Par un mémoire en défense, enregistré le 11 août 2021, le préfet de police de Paris, représenté par Me le cabinet Arco-Legal, conclut au rejet de la requête.
Il soutient qu'aucun des moyens soulevés par M. B n'est fondé.
Vu les autres pièces du dossier.
Vu :
- la Convention européenne de sauvegarde des droits de l'homme et des libertés fondamentales ;
- la directive n° 2008/115/CE du Parlement européen et du Conseil du 16 décembre 2008 relative aux normes et procédures communes applicables dans les États membres au retour des ressortissants de pays tiers en séjour irrégulier ;
- le code de l'entrée et du séjour des étrangers et du droit d'asile ;
- le code des relations entre le public et l'administration ;
- le code de justice administrative.
Le président du Tribunal a désigné M. Girard-Ratrenaharimanga, premier conseiller, pour statuer sur les requêtes relevant de la procédure prévue aux articles R. 776-13-1 et suivants, R. 776-15, R. 777-1 et suivants, R. 777-2 et suivants et R. 777-3 et suivants du code de justice administrative.
Les parties ont été régulièrement averties du jour de l'audience.
A été entendu au cours de l'audience publique le rapport de M. E qui a informé les parties, en application des dispositions de l'article R. 611-7 du code de justice administrative, de ce que le jugement est susceptible d'être fondé sur le moyen relevé d'office tiré, d'une part, de la substitution de base de légale de l'obligation de quitter le territoire français du 1° vers le 2° de l'article L. 611-1 du code de l'entrée et du séjour des étrangers et du droit d'asile et, d'autre part, de l'irrecevabilité des conclusions dirigées contre le signalement aux fins de non-admission qui n'est pas une décision attaquable.
M. B et le préfet de police de Paris n'étaient ni présents ni représentés.

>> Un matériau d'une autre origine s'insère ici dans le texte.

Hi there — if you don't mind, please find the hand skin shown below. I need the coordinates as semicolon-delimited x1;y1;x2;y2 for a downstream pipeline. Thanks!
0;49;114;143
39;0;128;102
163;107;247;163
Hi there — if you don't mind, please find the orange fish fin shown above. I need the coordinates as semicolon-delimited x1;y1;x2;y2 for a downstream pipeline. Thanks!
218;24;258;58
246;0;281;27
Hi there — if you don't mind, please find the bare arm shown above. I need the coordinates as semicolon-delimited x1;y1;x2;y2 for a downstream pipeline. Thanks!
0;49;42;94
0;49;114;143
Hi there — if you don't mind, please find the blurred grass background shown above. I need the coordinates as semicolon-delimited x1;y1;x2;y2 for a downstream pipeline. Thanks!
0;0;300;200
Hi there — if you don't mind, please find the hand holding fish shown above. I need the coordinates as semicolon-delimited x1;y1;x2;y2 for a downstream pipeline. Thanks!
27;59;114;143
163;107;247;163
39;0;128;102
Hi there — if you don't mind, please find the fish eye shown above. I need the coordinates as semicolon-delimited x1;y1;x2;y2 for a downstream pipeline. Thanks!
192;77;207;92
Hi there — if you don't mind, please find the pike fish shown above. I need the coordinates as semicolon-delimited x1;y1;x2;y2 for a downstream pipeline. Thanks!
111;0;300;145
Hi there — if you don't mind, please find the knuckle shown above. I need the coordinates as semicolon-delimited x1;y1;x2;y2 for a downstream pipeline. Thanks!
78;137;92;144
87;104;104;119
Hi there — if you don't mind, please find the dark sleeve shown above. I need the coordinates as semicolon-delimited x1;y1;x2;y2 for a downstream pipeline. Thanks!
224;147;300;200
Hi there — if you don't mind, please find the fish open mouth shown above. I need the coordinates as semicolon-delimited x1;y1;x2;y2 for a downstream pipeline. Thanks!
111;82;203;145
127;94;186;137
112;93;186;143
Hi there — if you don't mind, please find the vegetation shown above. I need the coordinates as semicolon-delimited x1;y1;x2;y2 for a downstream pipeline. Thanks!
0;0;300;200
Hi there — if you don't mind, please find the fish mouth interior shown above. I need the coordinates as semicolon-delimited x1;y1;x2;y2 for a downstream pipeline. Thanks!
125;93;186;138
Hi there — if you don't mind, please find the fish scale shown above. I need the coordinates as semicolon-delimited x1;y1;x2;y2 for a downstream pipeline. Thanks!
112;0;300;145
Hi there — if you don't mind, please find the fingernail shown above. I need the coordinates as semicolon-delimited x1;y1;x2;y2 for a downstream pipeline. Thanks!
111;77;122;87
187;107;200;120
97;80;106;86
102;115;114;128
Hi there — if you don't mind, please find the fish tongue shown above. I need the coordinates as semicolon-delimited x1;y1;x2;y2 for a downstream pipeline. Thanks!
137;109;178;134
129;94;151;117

Après avoir prononcé la clôture d'instruction à l'issue de l'audience publique à 14h25.
Considérant ce qui suit :
1. M. B, ressortissant tunisien, né le 26 juin 1989 à Medenine (République tunisienne), est entré en France le 18 janvier 2017 par l'aéroport de Paris-Orly muni d'un passeport revêtu d'un visa Schengen de type C valable du 23 décembre 2016 au 23 février 2017. Par deux arrêtés du 26 mai 2021, le préfet de police de Paris a obligé l'intéressé à quitter le territoire français sans délai en application du 1° de l'article L. 611-1 du code de l'entrée et du séjour des étrangers et du droit d'asile, a fixé le pays à destination duquel il pourra être éloigné d'office, a prononcé une interdiction de retour pour une durée de vingt-quatre mois et l'a informé qu'il faisait l'objet d'un signalement dans le système d'information Schengen. Par une ordonnance non datée, le juge au tribunal judiciaire de Bobigny a homologué la peine proposée par le procureur de la République à l'encontre de l'intéressé de 60 jours-amende de 7 euros et d'un an de privation du droit d'éligibilité pour des faits, reconnus par l'auteur, d'une part, de détention frauduleuse de plusieurs documents administratifs en l'espèce une carte d'identité italienne et un permis italien, documents délivrés par une administration publique en vue de constater un droit une identité ou une qualité ou d'accorder une autorisation qu'il savait falsifié notamment par apposition de sa photographie et, d'autre part, en produisant une fausse carte d'identité italienne et un faux permis italien, obtenu d'une administration publique, en l'espèce le ministère des transports, la délivrance indue d'une attestation de réussite à la formation initiale minimale obligatoire de chauffeur (FIMO) de véhicules de transport de marchandises. M. B demande au tribunal d'annuler ces arrêtés du 26 mai 2021.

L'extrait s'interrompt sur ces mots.